The issue of missing persons, unlawful detention, violation of personal and privacy matters, such as the government  introducing a “Fair trial act 2012”, by which phone and email records of given individuals can be reproduced as an admissible evidence before Court. Moreover, Police would be authorized for spying and inspecting the personal phone records of any individual without prior permission of the Court. Harassment by the law enforcement agencies, extra-judicial killings, restrictions on individual liberties, such as the restrictions and bans on necessities of life like mobile phones and motor bikes,  as well as others,  have become the commonest of human rights violations by the State.

Our law enforcement agencies fail to provide security, and they also fail to hide their failure when they get hold of innocent people in the name of Karwai (investigation), in the meantime, spying, disrespecting and harassing to maintain “national security”. The actual culprit on the other hand, bails out and takes the benefit of doubt in courts with the help of insufficient evidence, loopholes in existing laws and incomplete challan produced by police for their crime.

This abuse of power by law enforcement agencies terrorizing the whole society and creating a war-like situation throughout the country, as well as these harsh security measures creating an unsecured and fear-prone environment in the country, is why citizens cannot freely enjoy their rights, freedoms and liberties in our society which has been explicitly given to them in our constitution.

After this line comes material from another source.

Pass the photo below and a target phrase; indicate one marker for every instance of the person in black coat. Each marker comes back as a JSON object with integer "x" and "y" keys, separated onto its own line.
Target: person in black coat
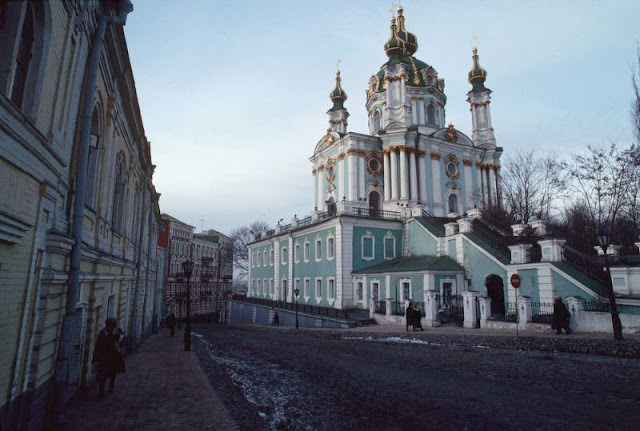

These law enforcement agencies consider themselves above the law and no one dares to ask them about their actions. They look and treat every noble citizen as a criminal and enemy to the state. They inspect in a disrespectful manner and ask stupid questions. They lack basic mannerisms and fail to understand how decent individuals are to be spoken to. A lot of innocent people lose their lives in illegal custody and many are inflicted with fatal damages and injuries that haunt them for the whole lives as a gift of “National Security”. According to Code of Criminal Procedure CrPC,  a person arrested is not be detained for more than 24 hours without being presenting before the Court. Yet, many are never even presented before any court of law.

Now it is the responsibility of the UN, nation-states, political parties and all human rights NGOs to make sure the authority of law is established, and set some rules to prevent the abuse of power by law enforcement agencies. Moreover, security measures adopted by these authorities should be for the protection of citizens, not to terrorize or humiliate them; it should also be friendly, and handled in a decent and civilized manner.

This is the time to find out the root cause behind the crime and terrorism. It is also the time to stop throwing away the basic principles of civilized order in the name of ‘national security’.

Abdullah Faizee

About the author

Abdullah Faizee is a student of International Law, with a research interest in Human Rights, at the International Islamic University, Islamabad.